Seven ACC Meeting of the Minds students Front row, from left, Andrew Gibbs, Jasmine Williams, and Jessie Cohen. Middle row, from left, Darius Emrani, Emily Love, and Philipp Kotlaba. Back row, Lucas Wells.

BLACKSBURG, Va., March 24, 2011 – Seven Virginia Tech undergraduate students will present their research projects at the sixth annual Atlantic Coast Conference (ACC) Meeting of the Minds undergraduate research conference to be held at the University of Miami April 15-17.

Students selected to present at the undergraduate research conference were determined by a review committee coordinated by the Office of the Vice President and Dean for Undergraduate Education.

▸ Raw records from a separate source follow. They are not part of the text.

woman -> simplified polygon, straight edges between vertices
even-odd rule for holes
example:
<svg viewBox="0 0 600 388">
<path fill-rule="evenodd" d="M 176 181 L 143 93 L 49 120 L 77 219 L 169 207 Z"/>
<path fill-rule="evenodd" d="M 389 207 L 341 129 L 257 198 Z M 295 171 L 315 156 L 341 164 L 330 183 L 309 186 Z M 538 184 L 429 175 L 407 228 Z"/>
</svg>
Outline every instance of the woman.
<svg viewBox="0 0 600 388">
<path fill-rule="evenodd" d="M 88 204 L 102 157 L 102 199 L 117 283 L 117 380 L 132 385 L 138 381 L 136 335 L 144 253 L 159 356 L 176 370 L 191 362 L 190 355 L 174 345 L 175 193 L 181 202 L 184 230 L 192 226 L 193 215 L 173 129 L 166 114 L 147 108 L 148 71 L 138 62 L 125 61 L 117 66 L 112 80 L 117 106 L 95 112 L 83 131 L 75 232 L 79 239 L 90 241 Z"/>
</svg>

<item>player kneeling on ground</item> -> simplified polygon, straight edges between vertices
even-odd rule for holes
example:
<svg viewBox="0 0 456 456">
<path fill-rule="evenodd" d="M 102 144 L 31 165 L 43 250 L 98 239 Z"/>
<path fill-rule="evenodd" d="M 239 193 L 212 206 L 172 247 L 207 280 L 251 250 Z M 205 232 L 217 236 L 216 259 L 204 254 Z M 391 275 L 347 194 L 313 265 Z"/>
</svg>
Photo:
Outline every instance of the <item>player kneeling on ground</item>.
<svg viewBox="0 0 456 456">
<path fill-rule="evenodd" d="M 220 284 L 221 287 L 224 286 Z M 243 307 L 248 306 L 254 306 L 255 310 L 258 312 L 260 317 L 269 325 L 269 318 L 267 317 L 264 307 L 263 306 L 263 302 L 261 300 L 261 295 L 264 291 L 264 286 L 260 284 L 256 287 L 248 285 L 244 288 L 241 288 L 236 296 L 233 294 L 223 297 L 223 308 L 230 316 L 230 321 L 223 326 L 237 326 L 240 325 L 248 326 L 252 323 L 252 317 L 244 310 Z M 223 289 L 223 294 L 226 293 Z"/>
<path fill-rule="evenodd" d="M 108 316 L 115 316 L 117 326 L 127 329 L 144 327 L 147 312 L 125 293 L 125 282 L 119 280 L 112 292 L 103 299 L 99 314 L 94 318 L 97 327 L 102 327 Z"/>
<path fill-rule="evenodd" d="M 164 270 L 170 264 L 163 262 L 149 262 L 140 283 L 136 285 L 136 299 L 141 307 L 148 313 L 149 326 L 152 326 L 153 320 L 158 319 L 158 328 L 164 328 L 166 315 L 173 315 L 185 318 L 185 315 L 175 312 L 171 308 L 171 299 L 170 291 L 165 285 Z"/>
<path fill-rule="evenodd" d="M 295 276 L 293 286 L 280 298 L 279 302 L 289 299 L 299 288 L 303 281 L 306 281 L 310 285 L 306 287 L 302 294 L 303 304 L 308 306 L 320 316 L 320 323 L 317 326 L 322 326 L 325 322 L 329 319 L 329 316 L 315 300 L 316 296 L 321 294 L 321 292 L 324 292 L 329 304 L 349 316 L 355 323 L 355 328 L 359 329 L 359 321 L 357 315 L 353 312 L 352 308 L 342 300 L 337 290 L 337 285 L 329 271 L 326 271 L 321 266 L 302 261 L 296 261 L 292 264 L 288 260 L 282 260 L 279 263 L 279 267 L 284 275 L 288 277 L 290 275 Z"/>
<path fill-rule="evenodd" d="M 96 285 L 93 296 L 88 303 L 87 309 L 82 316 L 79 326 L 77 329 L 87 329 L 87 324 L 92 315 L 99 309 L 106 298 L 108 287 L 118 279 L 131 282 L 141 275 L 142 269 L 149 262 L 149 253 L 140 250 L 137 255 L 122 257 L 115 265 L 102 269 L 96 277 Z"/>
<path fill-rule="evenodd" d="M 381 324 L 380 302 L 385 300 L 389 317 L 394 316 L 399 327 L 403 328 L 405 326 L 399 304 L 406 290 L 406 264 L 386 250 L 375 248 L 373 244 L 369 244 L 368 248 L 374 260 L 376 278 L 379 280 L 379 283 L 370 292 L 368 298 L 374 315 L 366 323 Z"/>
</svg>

The seven Virginia Tech students chosen to participate in the conference are

  • Jessie Cohen of  Herndon, Va., a senior majoring in English in the College of Liberal Arts and Human Sciences. Her research is on "'The Dreadful Funkiness of Passion': Female Sexuality as Political Act and Discourse in The Bluest Eye and Sula.
  • Darius Emrani of Greensboro, N.C., a junior majoring in electrical engineering in the College of Engineering. His research is on "The Effect of Central European Defense Doctrine on the North Atlantic Treaty Organization (NATO) in the 21st century."
  • Andrew Gibbs of Chesapeake, Va., a junior majoring in history in the College of Liberal Arts and Human Sciences and economics in the College of Science. His research is on the undergraduate integration at the College of William and Mary. He is also a researcher on the NATO project and will be presenting on that topic with Emrani and Lucas Wells.  
  • Philipp Kotlaba of Danville, Va., a junior majoring in international studies and German in the College of Liberal Arts and Human Sciences, and psychology in the College of Science. His research is on "Ethnicity and Citizenship in Germany and Turkey: An Ironic Perspective."
  • Emily Love of Danville, Va., a senior majoring in English in the College of Liberal Arts and Human Sciences. Her research is on “Dickens and the Manipulation of the Passions: The Case of Mrs. Joe.”
  • Lucas Wells of Catlett, Va., a senior majoring in electrical engineering in the College of Engineering. His research is on "The Effect of Central European Defense Doctrine on the North Atlantic Treaty Organization (NATO) in the 21st century."
  • Jasmine Williams of Virginia Beach, Va., a senior majoring in psychology in the College of Science and and human development in the College of Liberal Arts and Human Sciences. Her research is on emotion and is titled "Do You Experience the Right Type of Pride?"

The annual ACC Meetings of the Minds conference has become an opportunity for universities in the conference to highlight the diversity of research work being completed by undergraduates and for students to share their work with peers. Students present their work in one of three formats: oral presentations, posters, or models and exhibits.

Dedicated to its motto, Ut Prosim (That I May Serve), Virginia Tech takes a hands-on, engaging approach to education, preparing scholars to be leaders in their fields and communities. As the commonwealth’s most comprehensive university and its leading research institution, Virginia Tech offers 225 undergraduate and graduate degree programs to more than 31,000 students and manages a research portfolio of $496 million. The university fulfills its land-grant mission of transforming knowledge to practice through technological leadership and by fueling economic growth and job creation locally, regionally, and across Virginia.